The surface area of a hemisphere can be calculated using different formulas for the hollow and solid hemisphere, depending upon the area being curved or total surface area.
 The total surface area of a hemisphere = 3πr^{2}, where 'r' is the radius of the sphere.
 The curved surface area of a hemisphere = 2πr^{2}, where 'r' is the radius of the sphere.
 The total surface area of a hollow hemisphere = 2π (\(r_2\)^{2 }+ \(r_1\)^{2}) + π(\(r_2\)^{2} – \(r_1\)^{2}) (or) 3 π \(r_2\)^{2} + π \(r_1\)^{2}, where, \(r_1\) is the radius of internal hemisphere, and \(r_2\) is the radius of external hemisphere
What Is the Total Surface Area of a Hollow Hemisphere?
The total space occupied or covered by the curved surface and the base surface of the hemisphere is defined as the total surface area of a hemisphere.
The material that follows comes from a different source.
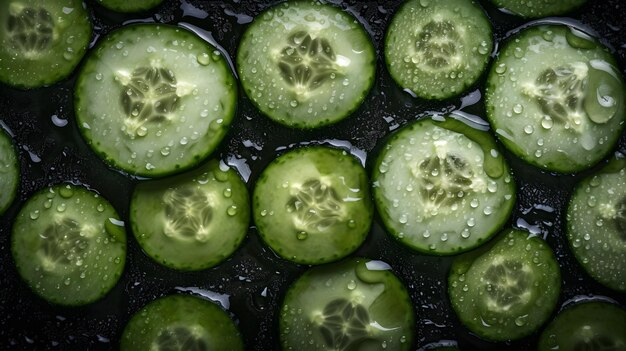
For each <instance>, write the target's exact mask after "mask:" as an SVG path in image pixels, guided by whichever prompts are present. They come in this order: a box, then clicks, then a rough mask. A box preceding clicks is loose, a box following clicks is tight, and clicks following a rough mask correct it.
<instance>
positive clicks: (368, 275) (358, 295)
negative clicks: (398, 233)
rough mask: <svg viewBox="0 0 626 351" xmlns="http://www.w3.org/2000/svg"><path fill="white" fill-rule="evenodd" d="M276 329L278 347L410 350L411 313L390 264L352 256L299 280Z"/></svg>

For a hollow hemisphere, if its inner radius (r) and outer radius (R) are given, then its area can be given by: total surface area of a hollow hemisphere = outer curved surface area + inner curved surface area + base area
TSA = 2 π R^{2} + 2 π r^{2} + π (R^{2}  r^{2})
TSA = 3 π R^{2} + π r^{2}
What Is the Base Area of a Hemisphere?
For a hemisphere, if its radius (r) is given, then its base area can be given by: base area of a hemisphere = area of the base circle = π r^{2}
What Is the Lateral Surface Area of a Hemisphere?
The lateral surface area of a hemisphere is the region bounded by the curved surface of the hemisphere. For a hemisphere, if its radius (r) is given, then its lateral surface area can be given by: lateral surface area = 1/2 (lateral surface area of a sphere) = 1/2 (4 π r^{2}) = 2 π r^{2}
What Is the Total Surface Area of Hemispherical Shell?
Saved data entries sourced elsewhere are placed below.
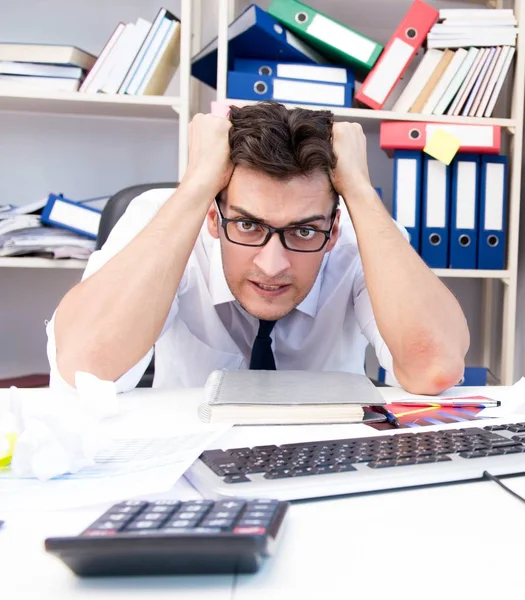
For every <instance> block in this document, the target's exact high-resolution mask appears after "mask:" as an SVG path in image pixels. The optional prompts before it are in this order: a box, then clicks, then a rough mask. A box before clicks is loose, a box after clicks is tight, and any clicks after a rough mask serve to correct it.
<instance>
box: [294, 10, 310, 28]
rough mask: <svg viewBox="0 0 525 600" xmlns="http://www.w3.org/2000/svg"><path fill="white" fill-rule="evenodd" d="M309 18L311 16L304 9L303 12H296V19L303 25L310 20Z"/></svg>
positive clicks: (295, 17) (295, 14) (296, 20)
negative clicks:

Total surface area of a hemispherical shell can be found using the formula, TSA = 2π (\(r_2\)^{2 }+ \(r_1\)^{2}) + π(\(r_2\)^{2} – \(r_1\)^{2}) (or) 3 π \(r_2\)^{2} + π \(r_1\)^{2}, where, \(r_1\) is the radius of internal hemispherical shell, and \(r_2\) is the radius of external hemispherical shell.
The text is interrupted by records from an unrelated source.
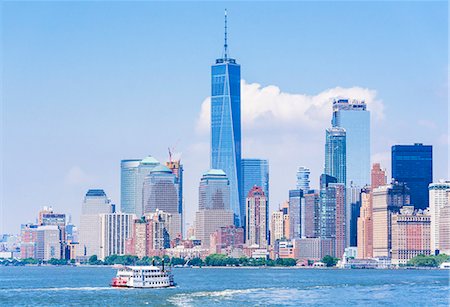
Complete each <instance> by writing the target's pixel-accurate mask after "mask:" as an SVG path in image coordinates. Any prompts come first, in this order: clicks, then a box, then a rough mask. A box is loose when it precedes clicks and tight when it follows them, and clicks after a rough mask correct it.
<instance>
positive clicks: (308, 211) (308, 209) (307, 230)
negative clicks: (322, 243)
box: [302, 190, 320, 238]
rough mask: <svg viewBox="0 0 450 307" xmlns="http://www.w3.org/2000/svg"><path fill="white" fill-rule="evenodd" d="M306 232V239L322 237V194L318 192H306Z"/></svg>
mask: <svg viewBox="0 0 450 307" xmlns="http://www.w3.org/2000/svg"><path fill="white" fill-rule="evenodd" d="M303 197H304V199H305V206H304V214H303V215H304V232H303V233H302V236H303V237H305V238H319V237H320V193H319V191H317V190H308V191H307V192H304V194H303Z"/></svg>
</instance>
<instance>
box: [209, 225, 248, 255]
mask: <svg viewBox="0 0 450 307" xmlns="http://www.w3.org/2000/svg"><path fill="white" fill-rule="evenodd" d="M243 247H244V228H242V227H236V226H234V225H230V226H225V227H220V228H219V229H217V230H216V231H214V232H213V233H212V234H211V237H210V253H212V254H230V253H231V250H233V249H242V248H243Z"/></svg>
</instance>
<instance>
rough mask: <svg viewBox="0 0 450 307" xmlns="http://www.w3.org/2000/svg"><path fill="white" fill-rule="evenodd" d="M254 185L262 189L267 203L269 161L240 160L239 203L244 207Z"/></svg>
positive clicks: (258, 159)
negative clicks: (240, 170)
mask: <svg viewBox="0 0 450 307" xmlns="http://www.w3.org/2000/svg"><path fill="white" fill-rule="evenodd" d="M255 185H256V186H258V187H261V188H262V189H263V191H264V194H265V195H266V198H267V201H269V161H268V160H264V159H248V158H247V159H242V160H241V187H242V189H241V199H240V202H241V204H244V206H245V199H246V198H247V194H248V192H250V190H251V189H252V188H253V187H254V186H255ZM244 219H245V217H244Z"/></svg>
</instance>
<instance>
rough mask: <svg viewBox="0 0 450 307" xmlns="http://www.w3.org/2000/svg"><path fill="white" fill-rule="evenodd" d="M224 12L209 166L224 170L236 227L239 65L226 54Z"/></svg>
mask: <svg viewBox="0 0 450 307" xmlns="http://www.w3.org/2000/svg"><path fill="white" fill-rule="evenodd" d="M226 33H227V32H226V15H225V44H224V54H223V57H222V58H220V59H217V60H216V63H215V64H214V65H212V67H211V85H212V86H211V168H212V169H222V170H224V171H225V173H226V175H227V177H228V179H229V181H230V204H231V209H232V211H233V212H234V215H235V223H236V225H237V226H240V225H242V224H243V214H244V204H243V203H240V190H241V189H240V184H241V182H240V177H241V67H240V65H239V64H237V63H236V60H235V59H232V58H229V57H228V51H227V48H228V45H227V36H226Z"/></svg>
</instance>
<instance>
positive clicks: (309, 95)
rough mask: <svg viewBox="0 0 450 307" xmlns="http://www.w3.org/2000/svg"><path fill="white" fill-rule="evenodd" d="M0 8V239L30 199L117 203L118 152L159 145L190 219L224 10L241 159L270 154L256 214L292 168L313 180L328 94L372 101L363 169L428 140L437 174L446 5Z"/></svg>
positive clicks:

What Is the Formula of Total Surface Area of a Hollow Hemisphere?
Total surface area of a hollow hemisphere shell can be calculated using the formula, TSA = 2π (\(r_2\)^{2 }+ \(r_1\)^{2}) + π(\(r_2\)^{2} – \(r_1\)^{2}) (or) 3 π \(r_2\)^{2} + π \(r_1\)^{2}, where, \(r_1\) is the radius of internal hemisphere, and \(r_2\) is the radius of external hemisphere.